Immunotherapy and Chemotherapy
When treatment is needed for more widespread disease, the combination of an immune-targeting drug (rituximab, which attacks the CD20 protein on lymphoma cells) with chemotherapy is a standard approach. This combination has been studied against other common regimens and shown comparable or better results with a generally manageable side-effect profile. Current treatment decisions for MZL are still largely guided by single-arm studies, meaning head-to-head comparisons remain limited.
Targeted and Cell-Based Therapies
For patients whose lymphoma returns after two or more rounds of treatment, newer options exist. The FDA has approved CAR T-cell therapy (lisocabtagene maraleucel, marketed as Breyanzi) specifically for relapsed or refractory MZL. This treatment involves collecting your own immune cells, genetically engineering them in a lab to recognize and attack the lymphoma, and infusing them back into your body. It received both Priority Review and Orphan Drug designation, reflecting the need for effective options in this space.
Living With a Slow-Growing Lymphoma
Because MZL grows slowly and median survival extends beyond a decade, many people live with this diagnosis for years or even decades.

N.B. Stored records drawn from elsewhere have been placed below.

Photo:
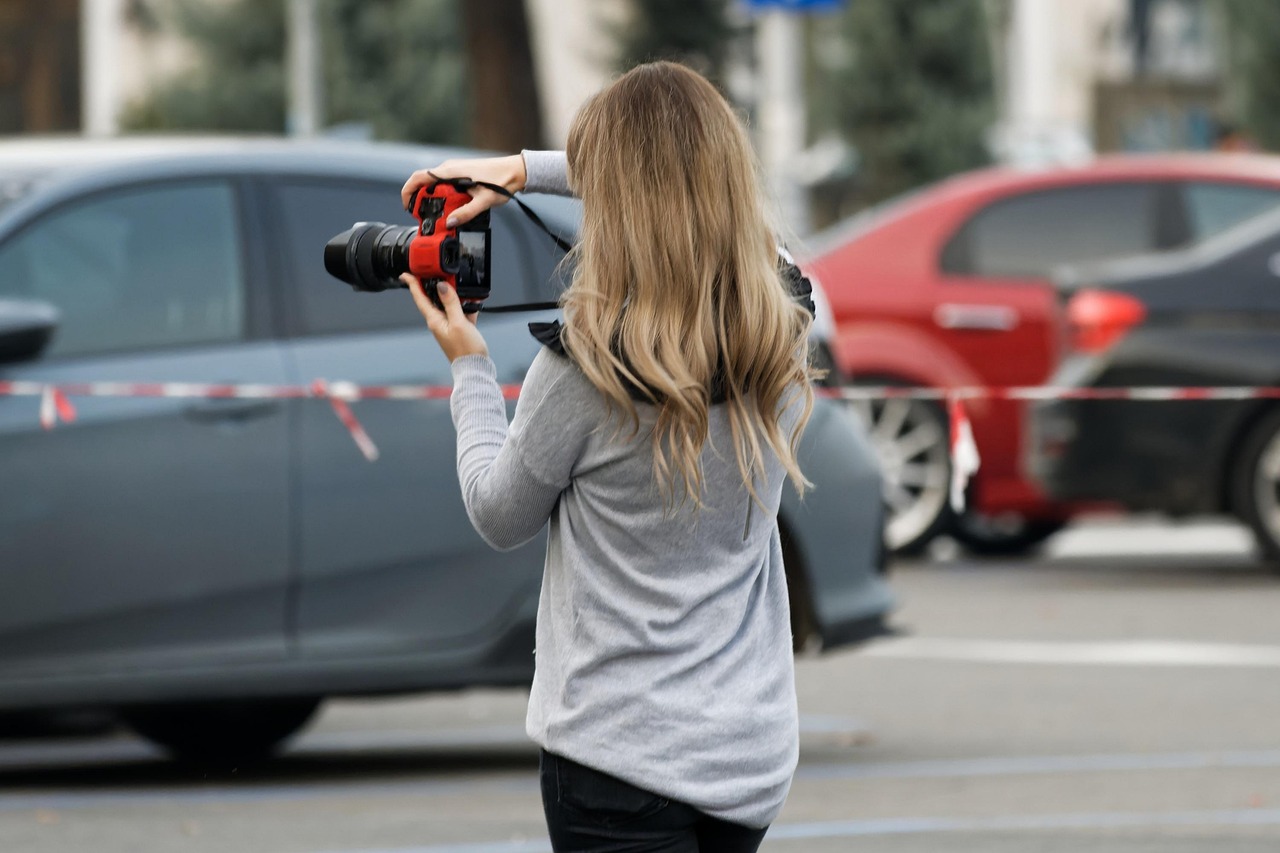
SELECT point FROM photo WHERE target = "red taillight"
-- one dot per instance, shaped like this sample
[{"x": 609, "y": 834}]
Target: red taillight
[{"x": 1101, "y": 318}]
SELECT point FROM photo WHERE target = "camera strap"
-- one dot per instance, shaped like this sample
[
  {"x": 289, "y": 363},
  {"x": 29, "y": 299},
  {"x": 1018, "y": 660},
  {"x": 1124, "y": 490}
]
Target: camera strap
[{"x": 563, "y": 245}]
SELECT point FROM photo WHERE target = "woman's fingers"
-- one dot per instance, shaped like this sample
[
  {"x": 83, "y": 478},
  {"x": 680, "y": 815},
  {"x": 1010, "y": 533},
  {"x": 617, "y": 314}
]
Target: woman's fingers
[
  {"x": 435, "y": 318},
  {"x": 452, "y": 304},
  {"x": 481, "y": 201}
]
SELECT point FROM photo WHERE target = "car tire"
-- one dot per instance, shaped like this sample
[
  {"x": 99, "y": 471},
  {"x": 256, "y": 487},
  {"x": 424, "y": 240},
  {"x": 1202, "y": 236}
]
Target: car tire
[
  {"x": 910, "y": 437},
  {"x": 1013, "y": 537},
  {"x": 222, "y": 733},
  {"x": 1256, "y": 484}
]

That long timeline brings its own challenges. Some patients find the “watch and wait” period psychologically difficult, feeling uneasy about carrying a cancer that isn’t being actively treated. Others deal with the reality that while MZL responds well to treatment, it can relapse, sometimes requiring multiple lines of therapy over the years.
The risk of transformation into a more aggressive lymphoma exists but is relatively uncommon. A sudden change in symptoms, rapid lymph node growth, new B symptoms, or a sharp rise in LDH levels can signal this shift and warrants prompt evaluation. Regular follow-up, even during periods of remission, remains important for catching any changes early.